Linked Data Service Offering

The server is deployed using a preconfigured Virtuoso AMI that provides immediate access to a wealth of data access, integration, and data management functionalities, upon installation. The deployment procedure must be followed by the installation of the Virtuoso server to make the service available for use. The features include:

  • XML document storage & creation
  • Web page hosting
  • Web services creation & hosting
  • WebDAV compliant web store
  • Content replication & synchronization
  • Transparent access to heterogeneous data
  • Mail delivery & retrieval services
  • NNTP aggregation & serving

Within the Linked Data service offering, there are two environments to be found: the test and the production environment.

The test environment includes storage, a data ingestion pipeline, and a VM hosting OpenLink Virtuoso licensed software. The purpose of this environment is to test new use cases to prevent overloading the production server. Once it has been established that the server won’t get overloaded when performing your tasks, you can proceed your day-to-day workloads on the production server.

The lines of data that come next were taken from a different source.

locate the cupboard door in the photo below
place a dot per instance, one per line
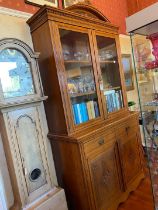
(80, 75)
(105, 176)
(130, 157)
(110, 78)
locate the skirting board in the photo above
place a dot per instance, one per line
(52, 200)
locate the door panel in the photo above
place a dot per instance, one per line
(104, 170)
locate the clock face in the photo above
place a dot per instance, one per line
(15, 74)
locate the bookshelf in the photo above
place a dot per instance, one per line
(91, 129)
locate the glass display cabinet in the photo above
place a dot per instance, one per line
(94, 137)
(145, 51)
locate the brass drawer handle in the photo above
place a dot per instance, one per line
(127, 128)
(101, 142)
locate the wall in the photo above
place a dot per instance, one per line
(125, 44)
(137, 5)
(15, 27)
(114, 10)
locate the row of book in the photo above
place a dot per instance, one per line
(85, 111)
(114, 100)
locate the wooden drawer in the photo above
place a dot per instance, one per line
(99, 142)
(127, 128)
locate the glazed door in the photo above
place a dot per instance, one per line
(105, 176)
(109, 72)
(81, 75)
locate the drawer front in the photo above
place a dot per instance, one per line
(99, 142)
(127, 128)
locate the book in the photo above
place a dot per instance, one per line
(110, 99)
(75, 112)
(92, 109)
(96, 109)
(84, 112)
(90, 116)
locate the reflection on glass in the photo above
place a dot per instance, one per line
(146, 62)
(111, 82)
(80, 76)
(15, 74)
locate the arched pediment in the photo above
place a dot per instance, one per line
(87, 10)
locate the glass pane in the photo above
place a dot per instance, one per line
(145, 49)
(110, 81)
(80, 76)
(15, 74)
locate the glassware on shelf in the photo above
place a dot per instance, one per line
(105, 55)
(80, 76)
(145, 49)
(66, 55)
(110, 84)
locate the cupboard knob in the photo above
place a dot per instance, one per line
(101, 142)
(127, 128)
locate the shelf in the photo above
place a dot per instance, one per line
(108, 61)
(77, 61)
(73, 95)
(113, 88)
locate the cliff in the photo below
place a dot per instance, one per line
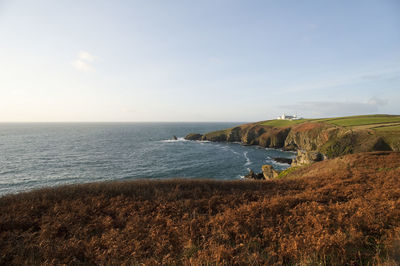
(331, 137)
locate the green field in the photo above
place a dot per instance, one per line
(283, 123)
(388, 128)
(361, 120)
(382, 122)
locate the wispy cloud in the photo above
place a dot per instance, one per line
(214, 60)
(345, 80)
(328, 108)
(84, 61)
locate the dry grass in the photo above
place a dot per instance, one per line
(342, 211)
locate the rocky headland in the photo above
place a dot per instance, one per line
(313, 139)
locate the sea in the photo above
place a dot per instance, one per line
(36, 155)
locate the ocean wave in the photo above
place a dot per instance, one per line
(248, 162)
(174, 140)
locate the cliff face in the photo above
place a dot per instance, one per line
(330, 140)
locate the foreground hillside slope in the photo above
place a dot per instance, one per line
(341, 211)
(330, 136)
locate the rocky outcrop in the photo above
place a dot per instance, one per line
(254, 176)
(327, 139)
(194, 136)
(307, 157)
(283, 160)
(269, 172)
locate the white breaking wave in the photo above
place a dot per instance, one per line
(174, 140)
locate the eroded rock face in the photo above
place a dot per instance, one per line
(234, 135)
(307, 157)
(283, 160)
(252, 175)
(269, 172)
(194, 136)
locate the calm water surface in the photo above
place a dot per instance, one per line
(37, 155)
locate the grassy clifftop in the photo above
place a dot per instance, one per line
(335, 212)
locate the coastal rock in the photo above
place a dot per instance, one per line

Similarly, as the test environment, the production environment includes storage, and a data ingestion pipeline. The production environment also includes a cluster of VMs hosting Openlink Virtuoso licensed software. In general, the production environment has a stronger architectural framework and more servers. Therefore, it is also more performant and less prone to failure.

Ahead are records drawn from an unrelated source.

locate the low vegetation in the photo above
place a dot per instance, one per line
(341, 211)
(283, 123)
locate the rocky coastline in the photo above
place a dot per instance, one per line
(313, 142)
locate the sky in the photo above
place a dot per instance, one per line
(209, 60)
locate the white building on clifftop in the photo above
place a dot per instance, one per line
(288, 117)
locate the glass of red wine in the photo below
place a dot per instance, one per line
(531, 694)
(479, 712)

Service offering considerations and constraints#

The current constraints and considerations regarding the service offering are on the number of tenants, concurrent users, memory allocation, and data load.

Number of tenants#

There is a maximum number of shared nodes in both production and test environment. The production environment exists out of three nodes, while the test environment is hosted on only one node. This first constraint can be circumvented by increasing current implemented license. An agreement between the requestor and DIGIT must be found, however, on the purchase of such license.

Concurrent Users/Queries#

DIGIT’s Linked Data production environment includes two load-balanced read-only instances that will be used to distribute query load. Each instance allows unrestricted connections.

Memory Allocation#

To ensure the best possible performance, we constrain the total graph size per tenant to fit comfortably in the working memory of the server. The sizing of these instances brings us to the second constraint: basically, allocated memory ultimately determines the maximum number of triples threshold. A resize of the machines can be requested, however, machines are currently shared with other users. An agreement must be reached with other users, or a dedicated environment must be purchased by the end user (see point 1).

Ingestion of Triples#

DIGIT’s Linked Data offering includes a custom-built ingestion mechanism, through which you will be able to upload linked data (i.e., data must be uploaded on an AWS S3 which will trigger the automatic ingestion mechanism to store the data in an AWS EBS database) in a number of supported file formats. This architecture lies at the root of our third constraint: Data files will be loaded asynchronously into the Virtuoso cluster.

You will need to be able to provide the linked data in file format.

Pull-based data integration services will be offered at a later stage.

You will receive API keys to perform the uploads to AWS S3 programmatically. To ensure proper performance, we limit the weekly triple delta to 200 million triples per week. This constraint does not apply to the initial loading of your dataset.